# **Difference array**

Difference arrays are not super common, but it's good to have them under your belt because it would be difficult to derive the idea on the spot in an interview.

Difference arrays are used when you have a problem involving intervals of events. You can think of the events all occuring along a number line. This number line can represent time or position. Events happen on this number line, with a starting and ending point.

The input will either provide a 2D array, where each inner array is in the format [left, right, value], or some equivalent form. The story behind the problem will usually be something along the lines of "between left and right, there is value of something". Let's look at some examples.

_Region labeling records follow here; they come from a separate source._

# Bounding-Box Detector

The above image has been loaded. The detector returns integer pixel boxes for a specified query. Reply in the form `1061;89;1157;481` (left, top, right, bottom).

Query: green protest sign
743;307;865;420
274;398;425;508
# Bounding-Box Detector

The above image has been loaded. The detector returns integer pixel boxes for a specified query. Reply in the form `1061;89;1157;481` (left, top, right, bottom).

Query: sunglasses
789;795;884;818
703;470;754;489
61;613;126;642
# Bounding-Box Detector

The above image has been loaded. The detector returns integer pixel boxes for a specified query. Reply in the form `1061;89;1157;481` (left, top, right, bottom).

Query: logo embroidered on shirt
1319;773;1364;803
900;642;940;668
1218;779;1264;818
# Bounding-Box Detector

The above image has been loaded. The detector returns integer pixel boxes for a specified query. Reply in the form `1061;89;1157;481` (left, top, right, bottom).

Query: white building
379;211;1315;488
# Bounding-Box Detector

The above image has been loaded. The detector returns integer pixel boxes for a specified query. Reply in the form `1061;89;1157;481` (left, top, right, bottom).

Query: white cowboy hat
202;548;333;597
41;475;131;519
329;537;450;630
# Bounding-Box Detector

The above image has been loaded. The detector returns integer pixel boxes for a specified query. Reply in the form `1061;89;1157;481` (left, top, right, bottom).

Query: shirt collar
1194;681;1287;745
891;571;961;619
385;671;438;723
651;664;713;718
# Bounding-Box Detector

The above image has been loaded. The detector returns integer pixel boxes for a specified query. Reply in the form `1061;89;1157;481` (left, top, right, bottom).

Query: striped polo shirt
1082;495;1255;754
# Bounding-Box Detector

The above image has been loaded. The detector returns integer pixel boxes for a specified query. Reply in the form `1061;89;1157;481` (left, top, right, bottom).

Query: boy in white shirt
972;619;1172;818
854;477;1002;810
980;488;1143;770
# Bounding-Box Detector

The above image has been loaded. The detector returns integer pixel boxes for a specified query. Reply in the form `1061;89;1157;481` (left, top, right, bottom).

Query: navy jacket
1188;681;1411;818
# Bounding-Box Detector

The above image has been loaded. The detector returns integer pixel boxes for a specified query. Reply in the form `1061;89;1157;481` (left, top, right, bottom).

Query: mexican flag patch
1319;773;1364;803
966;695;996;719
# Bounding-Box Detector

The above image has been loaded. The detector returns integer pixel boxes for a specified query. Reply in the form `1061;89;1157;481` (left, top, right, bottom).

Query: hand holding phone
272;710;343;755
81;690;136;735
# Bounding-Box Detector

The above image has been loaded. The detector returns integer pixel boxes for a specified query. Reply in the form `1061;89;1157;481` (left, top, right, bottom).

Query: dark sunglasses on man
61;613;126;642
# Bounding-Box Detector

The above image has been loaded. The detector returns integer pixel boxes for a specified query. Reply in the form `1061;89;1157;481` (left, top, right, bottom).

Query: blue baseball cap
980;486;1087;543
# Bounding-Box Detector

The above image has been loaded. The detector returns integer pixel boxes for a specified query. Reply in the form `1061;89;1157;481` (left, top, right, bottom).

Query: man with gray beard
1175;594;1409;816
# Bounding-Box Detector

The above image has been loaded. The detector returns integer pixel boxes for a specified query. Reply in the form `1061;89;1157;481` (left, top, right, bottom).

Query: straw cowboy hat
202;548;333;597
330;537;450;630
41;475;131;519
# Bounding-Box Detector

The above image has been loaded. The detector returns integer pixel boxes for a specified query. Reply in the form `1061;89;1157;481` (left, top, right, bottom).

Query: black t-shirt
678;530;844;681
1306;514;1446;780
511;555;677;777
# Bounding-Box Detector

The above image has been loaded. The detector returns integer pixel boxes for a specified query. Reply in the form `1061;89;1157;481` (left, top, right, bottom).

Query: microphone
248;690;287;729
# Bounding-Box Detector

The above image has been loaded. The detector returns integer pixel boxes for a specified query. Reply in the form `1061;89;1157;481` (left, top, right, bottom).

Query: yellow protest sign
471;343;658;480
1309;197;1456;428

Example 1: 1094. Car Pooling

A car has room for capacity passengers, and is given an array trips. Each trip is represented by [numPassengers, from, to], which indicates that at from, it picks up numPassengers, then drops them off at to. Can it complete all the trips without holding more passengers than capacity at any time?

In this problem, the number line is a road. Each trip is an event and appears on the number line at location from and leaves the number line at location to. During the event, numPassengers occupy the car. Regarding the input format we mentioned above, we have from as left, to as right, and numPassengers as value.

What we can do is build the number line with an array. First, we need to find the maximum value of to, let's call it farthest. Then, we can initialize the road as an array arr with length farthest + 1.

Now, for each event, we know that numPassengers enter the car at location from. So we can perform arr[from] += numPassengers. At location to, numPassengers will leave the car, so we can perform arr[to] -= numPassengers.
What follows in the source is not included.